Reflecting on a very intense yet valuable time at Hannover Messe in the first week of April, I sensed an increased international presence. Chancellor Angela Merkel noted the German industry’s role in setting international standards for the ecosystem in her opening speech to exhibitors coming from 75 countries. As the intensity and the number of players in the digital space increase, we need a more global view of the digital age and need to think strategically on how to build solutions that address global needs.
This year’s focus at Hannover Messe, the world’s largest industrial conference, was on technology players who are investing heavily in 5G and wireless smart factory solutions. Connectivity is on the verge of a new lifecycle with technical differentiators such as edge computing and low latency services for a fully enabled digital value chain powered by 5G. But the different roles and competitive movements of hardware, software and connectivity players in that ecosystem are yet to be seen.
The big presence of our well-known software giants in the space is indicative of the confidence in the digitized future of the industrial process flow. They have a clear advantage of being close to their own complex business processes, but general technology players are still struggling with the complex, customer-specific situations related to IoT. There is no “one-size fits all” platform solution.

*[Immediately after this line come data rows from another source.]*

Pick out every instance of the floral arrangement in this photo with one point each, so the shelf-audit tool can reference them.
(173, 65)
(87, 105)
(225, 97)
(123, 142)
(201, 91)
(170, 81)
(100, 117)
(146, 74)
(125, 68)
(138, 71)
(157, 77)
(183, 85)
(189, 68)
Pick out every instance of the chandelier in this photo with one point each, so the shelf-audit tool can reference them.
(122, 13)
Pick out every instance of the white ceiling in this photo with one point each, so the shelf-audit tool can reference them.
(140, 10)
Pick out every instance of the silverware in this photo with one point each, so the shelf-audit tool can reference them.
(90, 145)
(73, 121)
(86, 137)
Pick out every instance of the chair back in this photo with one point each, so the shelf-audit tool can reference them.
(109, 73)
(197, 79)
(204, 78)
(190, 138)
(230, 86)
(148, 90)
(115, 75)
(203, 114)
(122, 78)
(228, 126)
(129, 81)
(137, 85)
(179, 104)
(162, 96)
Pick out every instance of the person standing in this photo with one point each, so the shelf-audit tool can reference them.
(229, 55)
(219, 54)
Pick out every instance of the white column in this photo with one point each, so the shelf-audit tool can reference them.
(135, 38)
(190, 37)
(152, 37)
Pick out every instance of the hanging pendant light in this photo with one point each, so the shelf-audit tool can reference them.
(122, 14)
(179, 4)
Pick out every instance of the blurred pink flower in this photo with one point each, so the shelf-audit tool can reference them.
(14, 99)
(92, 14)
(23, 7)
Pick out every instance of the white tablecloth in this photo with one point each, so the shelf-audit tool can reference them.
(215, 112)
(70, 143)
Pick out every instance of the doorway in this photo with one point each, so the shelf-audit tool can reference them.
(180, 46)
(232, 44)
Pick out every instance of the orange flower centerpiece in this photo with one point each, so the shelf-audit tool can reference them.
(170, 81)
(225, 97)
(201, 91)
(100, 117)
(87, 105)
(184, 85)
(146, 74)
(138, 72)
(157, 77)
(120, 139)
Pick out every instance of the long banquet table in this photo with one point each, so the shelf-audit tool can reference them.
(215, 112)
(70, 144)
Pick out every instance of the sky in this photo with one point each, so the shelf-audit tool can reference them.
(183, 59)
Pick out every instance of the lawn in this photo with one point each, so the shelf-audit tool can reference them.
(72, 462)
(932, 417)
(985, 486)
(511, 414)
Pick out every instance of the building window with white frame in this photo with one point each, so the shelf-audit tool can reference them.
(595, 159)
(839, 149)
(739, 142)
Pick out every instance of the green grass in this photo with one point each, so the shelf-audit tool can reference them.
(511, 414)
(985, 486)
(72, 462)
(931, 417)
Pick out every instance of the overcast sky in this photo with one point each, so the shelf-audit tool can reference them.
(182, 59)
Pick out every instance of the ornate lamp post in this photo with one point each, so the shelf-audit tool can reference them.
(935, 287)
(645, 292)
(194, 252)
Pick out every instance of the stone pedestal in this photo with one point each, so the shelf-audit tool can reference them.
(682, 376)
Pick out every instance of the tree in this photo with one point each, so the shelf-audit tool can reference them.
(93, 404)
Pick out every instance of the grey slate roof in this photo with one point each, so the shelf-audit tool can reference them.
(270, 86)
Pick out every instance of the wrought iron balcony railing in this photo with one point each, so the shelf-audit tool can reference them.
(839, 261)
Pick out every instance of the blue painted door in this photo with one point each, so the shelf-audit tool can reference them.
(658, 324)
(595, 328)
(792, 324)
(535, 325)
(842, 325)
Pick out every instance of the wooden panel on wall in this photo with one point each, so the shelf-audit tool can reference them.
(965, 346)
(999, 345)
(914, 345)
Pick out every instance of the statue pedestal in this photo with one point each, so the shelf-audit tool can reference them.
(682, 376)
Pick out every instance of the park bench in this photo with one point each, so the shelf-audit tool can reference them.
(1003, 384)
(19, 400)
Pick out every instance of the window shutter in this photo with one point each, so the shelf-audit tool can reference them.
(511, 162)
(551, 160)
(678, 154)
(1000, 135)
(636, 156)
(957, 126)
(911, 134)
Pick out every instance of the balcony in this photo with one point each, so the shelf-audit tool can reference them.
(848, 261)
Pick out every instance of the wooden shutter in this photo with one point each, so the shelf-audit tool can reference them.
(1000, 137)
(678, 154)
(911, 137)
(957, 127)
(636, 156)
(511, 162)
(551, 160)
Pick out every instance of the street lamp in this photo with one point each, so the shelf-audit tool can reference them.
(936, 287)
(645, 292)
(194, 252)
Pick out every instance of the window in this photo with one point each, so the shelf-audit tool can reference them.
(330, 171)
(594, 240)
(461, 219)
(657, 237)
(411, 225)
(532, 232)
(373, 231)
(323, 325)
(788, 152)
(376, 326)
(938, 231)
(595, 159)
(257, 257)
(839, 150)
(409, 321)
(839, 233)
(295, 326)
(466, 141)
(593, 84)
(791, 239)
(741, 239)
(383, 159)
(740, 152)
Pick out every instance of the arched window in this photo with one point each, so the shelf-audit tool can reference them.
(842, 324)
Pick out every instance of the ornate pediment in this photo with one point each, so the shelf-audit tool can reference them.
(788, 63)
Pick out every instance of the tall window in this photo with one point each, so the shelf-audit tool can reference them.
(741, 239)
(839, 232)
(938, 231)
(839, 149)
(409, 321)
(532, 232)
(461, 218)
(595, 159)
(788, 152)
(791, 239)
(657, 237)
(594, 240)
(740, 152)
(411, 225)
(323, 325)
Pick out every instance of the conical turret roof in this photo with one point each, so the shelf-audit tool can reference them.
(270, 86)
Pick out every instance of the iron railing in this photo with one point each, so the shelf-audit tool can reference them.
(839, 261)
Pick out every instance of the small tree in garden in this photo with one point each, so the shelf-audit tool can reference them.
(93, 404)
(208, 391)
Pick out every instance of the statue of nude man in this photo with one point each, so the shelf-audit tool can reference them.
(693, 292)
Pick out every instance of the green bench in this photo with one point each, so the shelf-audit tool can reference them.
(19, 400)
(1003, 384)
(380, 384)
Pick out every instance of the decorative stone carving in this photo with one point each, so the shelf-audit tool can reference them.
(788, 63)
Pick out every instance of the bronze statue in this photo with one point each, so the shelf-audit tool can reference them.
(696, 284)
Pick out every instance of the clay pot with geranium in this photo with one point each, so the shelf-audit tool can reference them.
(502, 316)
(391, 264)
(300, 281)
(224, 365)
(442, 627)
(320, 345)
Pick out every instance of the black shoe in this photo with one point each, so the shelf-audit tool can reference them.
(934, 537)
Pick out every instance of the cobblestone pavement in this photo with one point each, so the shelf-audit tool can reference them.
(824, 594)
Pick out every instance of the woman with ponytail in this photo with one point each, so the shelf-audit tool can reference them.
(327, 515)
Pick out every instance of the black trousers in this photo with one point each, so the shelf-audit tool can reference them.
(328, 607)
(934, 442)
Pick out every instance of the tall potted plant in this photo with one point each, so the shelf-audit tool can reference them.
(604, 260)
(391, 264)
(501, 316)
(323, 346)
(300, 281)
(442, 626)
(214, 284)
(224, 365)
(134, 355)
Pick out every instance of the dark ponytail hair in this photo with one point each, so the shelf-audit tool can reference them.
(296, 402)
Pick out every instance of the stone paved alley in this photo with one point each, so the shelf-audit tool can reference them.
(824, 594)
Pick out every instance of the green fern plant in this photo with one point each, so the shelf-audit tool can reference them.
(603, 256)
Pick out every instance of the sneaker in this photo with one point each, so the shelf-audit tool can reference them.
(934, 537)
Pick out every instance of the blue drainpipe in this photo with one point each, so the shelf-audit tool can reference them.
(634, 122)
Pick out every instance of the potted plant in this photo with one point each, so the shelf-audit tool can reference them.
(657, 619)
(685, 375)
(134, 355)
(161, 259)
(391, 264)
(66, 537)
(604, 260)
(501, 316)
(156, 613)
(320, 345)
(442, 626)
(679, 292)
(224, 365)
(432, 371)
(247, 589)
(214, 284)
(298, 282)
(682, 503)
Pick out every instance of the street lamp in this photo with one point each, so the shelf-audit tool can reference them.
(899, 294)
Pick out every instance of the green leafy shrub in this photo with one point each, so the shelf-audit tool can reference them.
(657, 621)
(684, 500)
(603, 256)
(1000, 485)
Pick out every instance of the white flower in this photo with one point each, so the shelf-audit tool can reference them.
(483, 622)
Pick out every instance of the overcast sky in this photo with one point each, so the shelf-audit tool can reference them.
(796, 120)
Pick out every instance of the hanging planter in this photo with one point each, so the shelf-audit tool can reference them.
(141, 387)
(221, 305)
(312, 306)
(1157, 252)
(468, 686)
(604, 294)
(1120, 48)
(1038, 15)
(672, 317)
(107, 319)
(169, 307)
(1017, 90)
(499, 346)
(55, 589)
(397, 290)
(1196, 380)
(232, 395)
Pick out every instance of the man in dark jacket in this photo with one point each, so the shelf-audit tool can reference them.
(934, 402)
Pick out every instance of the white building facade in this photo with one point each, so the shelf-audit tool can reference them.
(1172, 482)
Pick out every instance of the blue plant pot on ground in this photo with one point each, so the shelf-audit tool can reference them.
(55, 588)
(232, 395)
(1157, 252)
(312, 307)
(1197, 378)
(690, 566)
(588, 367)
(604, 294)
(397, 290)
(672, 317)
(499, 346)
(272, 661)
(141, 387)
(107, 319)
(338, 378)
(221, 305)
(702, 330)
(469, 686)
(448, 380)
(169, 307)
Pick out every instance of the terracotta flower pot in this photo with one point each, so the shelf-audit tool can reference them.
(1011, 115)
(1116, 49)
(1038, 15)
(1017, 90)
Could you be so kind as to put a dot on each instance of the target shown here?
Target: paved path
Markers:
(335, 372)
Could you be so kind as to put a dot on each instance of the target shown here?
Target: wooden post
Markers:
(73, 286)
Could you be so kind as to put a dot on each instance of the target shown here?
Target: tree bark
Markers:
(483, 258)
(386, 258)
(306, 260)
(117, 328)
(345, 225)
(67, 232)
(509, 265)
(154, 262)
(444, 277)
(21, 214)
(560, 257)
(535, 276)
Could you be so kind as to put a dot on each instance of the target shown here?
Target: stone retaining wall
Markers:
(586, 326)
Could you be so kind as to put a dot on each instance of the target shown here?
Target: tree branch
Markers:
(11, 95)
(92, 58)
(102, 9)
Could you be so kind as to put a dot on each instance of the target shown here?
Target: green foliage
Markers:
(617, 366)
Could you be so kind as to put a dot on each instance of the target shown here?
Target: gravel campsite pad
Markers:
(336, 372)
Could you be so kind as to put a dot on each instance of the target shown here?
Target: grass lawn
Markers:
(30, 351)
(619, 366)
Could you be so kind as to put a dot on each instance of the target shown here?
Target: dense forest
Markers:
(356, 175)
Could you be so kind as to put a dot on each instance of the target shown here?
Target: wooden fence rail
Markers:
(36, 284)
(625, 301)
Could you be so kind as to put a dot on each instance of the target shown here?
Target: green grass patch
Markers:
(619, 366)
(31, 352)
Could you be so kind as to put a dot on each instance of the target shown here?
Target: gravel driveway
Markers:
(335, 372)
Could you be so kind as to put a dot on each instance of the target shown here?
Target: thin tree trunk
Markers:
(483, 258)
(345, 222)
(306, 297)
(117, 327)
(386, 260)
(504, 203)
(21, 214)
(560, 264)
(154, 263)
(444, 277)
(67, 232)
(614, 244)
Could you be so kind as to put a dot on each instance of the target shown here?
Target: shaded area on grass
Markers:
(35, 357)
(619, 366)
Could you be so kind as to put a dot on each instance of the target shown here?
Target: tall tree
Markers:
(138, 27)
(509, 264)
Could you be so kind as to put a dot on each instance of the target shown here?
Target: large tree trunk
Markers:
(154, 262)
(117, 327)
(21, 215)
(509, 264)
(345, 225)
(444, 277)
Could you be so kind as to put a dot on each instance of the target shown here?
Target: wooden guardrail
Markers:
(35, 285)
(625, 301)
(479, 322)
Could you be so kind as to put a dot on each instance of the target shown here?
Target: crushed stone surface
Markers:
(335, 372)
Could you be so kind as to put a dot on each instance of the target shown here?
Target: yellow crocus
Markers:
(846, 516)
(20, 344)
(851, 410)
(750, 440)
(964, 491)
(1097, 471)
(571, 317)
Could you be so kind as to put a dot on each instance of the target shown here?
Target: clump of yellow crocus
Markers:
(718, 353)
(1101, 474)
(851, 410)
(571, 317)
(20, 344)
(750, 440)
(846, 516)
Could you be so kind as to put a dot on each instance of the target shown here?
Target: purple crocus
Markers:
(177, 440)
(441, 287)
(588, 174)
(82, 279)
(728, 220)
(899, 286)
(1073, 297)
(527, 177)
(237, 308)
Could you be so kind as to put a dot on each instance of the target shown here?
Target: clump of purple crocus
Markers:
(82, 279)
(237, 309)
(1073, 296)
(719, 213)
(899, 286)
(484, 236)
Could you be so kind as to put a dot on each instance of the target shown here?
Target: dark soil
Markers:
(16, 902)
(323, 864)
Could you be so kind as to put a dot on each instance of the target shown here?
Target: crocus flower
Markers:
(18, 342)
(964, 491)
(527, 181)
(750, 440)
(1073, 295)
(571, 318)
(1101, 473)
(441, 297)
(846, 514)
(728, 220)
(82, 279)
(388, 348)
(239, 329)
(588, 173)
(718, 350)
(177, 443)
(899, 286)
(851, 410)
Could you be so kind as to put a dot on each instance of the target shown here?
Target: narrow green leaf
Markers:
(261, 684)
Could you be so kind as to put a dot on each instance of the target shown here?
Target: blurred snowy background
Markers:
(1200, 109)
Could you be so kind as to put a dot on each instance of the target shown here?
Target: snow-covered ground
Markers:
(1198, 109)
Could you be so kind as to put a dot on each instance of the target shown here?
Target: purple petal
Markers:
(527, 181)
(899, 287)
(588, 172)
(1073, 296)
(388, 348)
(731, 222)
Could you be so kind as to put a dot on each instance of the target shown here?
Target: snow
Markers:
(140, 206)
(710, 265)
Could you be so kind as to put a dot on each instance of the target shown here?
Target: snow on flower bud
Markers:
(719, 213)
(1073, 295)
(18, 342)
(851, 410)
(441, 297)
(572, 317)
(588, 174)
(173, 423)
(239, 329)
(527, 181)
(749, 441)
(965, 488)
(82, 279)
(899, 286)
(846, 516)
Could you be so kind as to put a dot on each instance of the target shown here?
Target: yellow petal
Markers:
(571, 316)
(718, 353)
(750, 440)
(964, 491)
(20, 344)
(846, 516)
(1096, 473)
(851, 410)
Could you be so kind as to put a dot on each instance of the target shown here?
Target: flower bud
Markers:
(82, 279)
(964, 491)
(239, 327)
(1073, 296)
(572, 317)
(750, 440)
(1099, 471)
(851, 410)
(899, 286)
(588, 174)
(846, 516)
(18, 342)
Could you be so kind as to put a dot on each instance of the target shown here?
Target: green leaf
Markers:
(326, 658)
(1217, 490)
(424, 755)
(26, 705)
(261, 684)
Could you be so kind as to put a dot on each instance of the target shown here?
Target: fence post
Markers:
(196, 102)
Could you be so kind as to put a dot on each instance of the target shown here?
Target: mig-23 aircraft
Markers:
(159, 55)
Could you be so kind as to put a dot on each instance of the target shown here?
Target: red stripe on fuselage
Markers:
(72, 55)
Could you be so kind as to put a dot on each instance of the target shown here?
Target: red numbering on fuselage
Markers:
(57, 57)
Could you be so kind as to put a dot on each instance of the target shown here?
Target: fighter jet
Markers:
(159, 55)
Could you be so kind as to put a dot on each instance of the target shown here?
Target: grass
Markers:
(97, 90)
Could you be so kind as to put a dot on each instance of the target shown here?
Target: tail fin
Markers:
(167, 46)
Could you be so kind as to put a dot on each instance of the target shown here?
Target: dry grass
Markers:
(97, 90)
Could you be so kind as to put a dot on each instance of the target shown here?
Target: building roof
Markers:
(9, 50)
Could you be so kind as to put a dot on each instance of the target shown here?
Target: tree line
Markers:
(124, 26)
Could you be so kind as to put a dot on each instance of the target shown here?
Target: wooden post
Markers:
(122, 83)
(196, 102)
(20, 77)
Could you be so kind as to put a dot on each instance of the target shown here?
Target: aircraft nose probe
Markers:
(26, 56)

Data-centric organizations are taking notes. There's a large opportunity for partner ecosystems; nobody can play alone, leaving a lot of opportunities for Accenture to integrate and build solutions, and for Splunk to offer a data-analytics platform that provides data ingestion, storage, analytics, visualization, machine learning, orchestration, and automation capabilities.
A common theme I see in the market is collecting tons of data, sometimes just for the sake of it. Yes, “data” will be a key differentiator in a connected world—but it's meaningless unless you get the value out of it. Creating new services for customers, generating real-time insights for decision making and triggering automated process flows will bring you to the next level of efficiency and effectiveness.
Accenture and Splunk teams have been exploring how to deliver the next step of innovation. Splunk has been continuously expanding its footprint from core IT and security use cases to business analytics and IoT solutions. Of course, there's much more to capture but e.g. with Splunk for Industrial IoT offerings, Splunk is “on point” in meeting market demand and helping customers capture the value of data very quickly.
Another theme reflected in many discussions with top executives in the broader IoT and Industry 4.0 context is how to scale up. We are seeing a lot of PoC (proof-of-concept) work in IoT, but Accenture has found in recent research that only 22% of companies are real champions in proving the value of PoCs and being able to scale up and industrialize. Champions that scale more than half of their PoCs realize Returns on Digital Investments (RODI) in excess of 20%.
Accenture and Splunk have made significant investments over the last years to co-create, validate and industrialize solutions that are scalable from the very beginning. One joint effort is our IoT Factory, which is a highly scalable, industrialized delivery factory for agile IoT use-case design and implementation. This model is tested and executed with our partner DB Cargo and their digital lab Amspire, delivering IoT use-cases and capabilities to monitor over 90,000 freight cars across Europe.
The next IoT joint effort aims to deliver OT Security services in an increasingly interconnected IT and OT world. If data is the new gold, you’ll want to protect that strategic advantage with a leading security operations and SIEM service spanning IT as well as OT.
Brian Berg collaborates with leaders in Telecommunications, High Tech & Software across the globe to achieve digitally enabled growth from vision to execution. He specializes in business and operating model transformation, digitization strategy and the technology innovation agenda especially translating new technology rends (e.g. AI, machine learning and analytics) into tangible value propositions and business outcomes. Brian was heading the partnership activities with Splunk and Accenture for Central Europe and in the meanwhile is focusing on Innovation and Thought Leadership—especially in IoT. He's based in Düsseldorf.